Я прислушалась. Он был не один и с кем-то разговаривал, но сперва я не могла расслышать, что он говорит следовавшему за ним по лестнице человеку. Затем он захлопнул дверь, и голоса собеседников стали мне слышны гораздо лучше.
— Ах, ваша милость, даже поэт Байрон не сумел бы выразить это лучше! — послышался чей-то льстивый, точно маслом смазанный голос. Разумеется, это был Снивельвурст! — Я всегда придерживался того мнения, что если бы вы, ваша милость, при всех ваших талантах обратили свой взор в сторону драмы или, скажем… аапчхи!.. поэзии, то стали бы самым выдающимся поэтом нашей эпохи. Мне доставляет огромное удовольствие слушать ваши речи, уважаемый граф, поверьте!
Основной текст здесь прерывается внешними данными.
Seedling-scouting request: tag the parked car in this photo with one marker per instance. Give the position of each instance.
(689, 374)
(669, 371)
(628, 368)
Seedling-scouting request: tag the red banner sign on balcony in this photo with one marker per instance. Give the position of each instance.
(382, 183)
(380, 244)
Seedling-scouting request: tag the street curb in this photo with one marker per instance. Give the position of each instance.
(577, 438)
Я, конечно, не могла видеть ни графа, ни Снивельвурста, но голоса их слышала прекрасно. Граф Карлштайн, стоя возле моего шкафа, сказал:
— Боже, какой дурак! — и бросил на дверцу что-то мягкое, отчасти закрыв и ту щель, где скрючилась я.
За шкафом стало совсем темно. Оказалось, это был плащ графа. А потом я услышала, как граф принюхался и спросил:
— Что-то горит? Вы не чувствуете?
— Увы! Я ничего не чувствую, ваша милость… аапчхи!.. Но… Господи помилуй! Посмотрите-ка сюда, на ваш письменный стол! Кто-то был здесь со свечой!
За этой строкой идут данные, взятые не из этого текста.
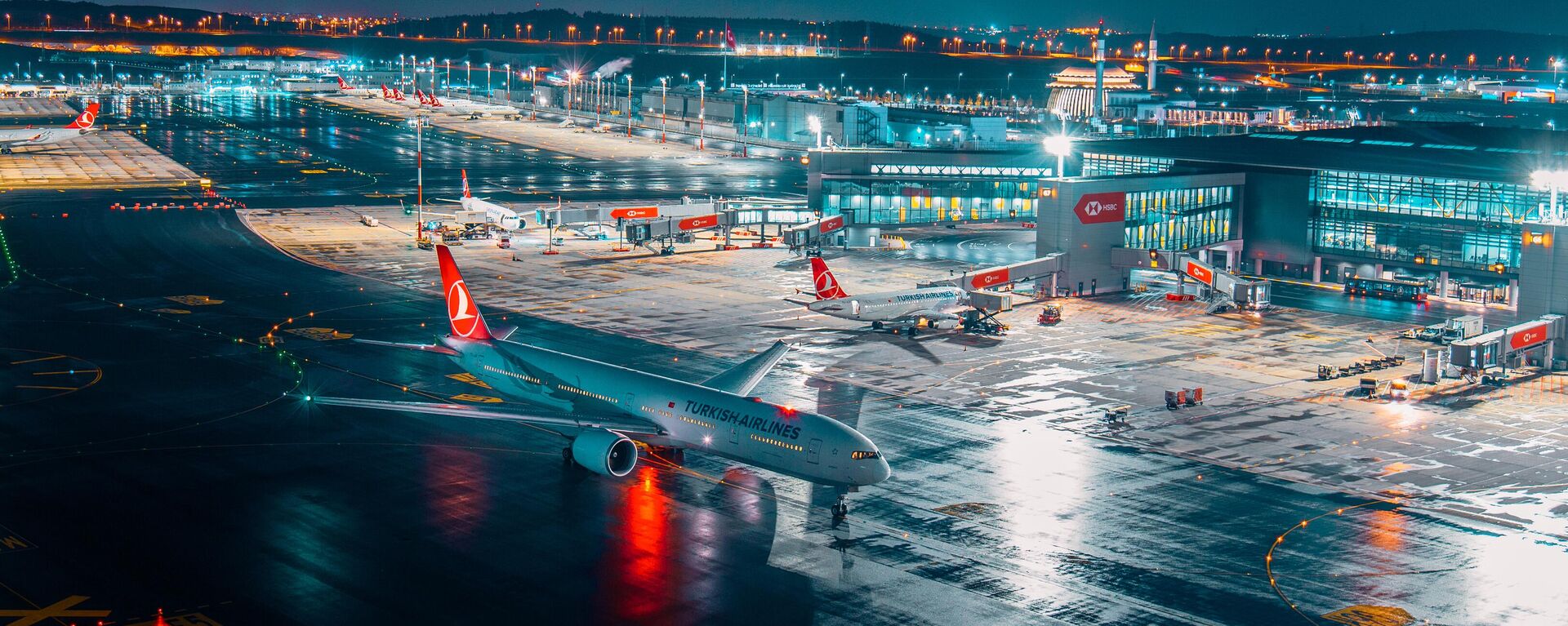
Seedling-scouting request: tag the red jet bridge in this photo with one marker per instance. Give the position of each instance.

«Ну все, мне конец, — решила я. — Теперь они обыщут всю комнату, найдут меня и бросят в один из донжонов или же просто пристрелят на месте».
Но граф Карлштайн рассмеялся и успокоил Снивельвурста:
— Я полагаю, фрау Мюллер взяла наконец новую горничную. Давно пора было это сделать. Та неряха, что ногу сломала, только и делает, что валяется в постели да ест в три пуза, хотя ни гроша с тех пор не заработала. А вторая, эта девчонка из таверны, тоже никуда не годилась: неуклюжая, противная, вечно во все свой нос совала. Налейте-ка мне бренди, Снивельвурст.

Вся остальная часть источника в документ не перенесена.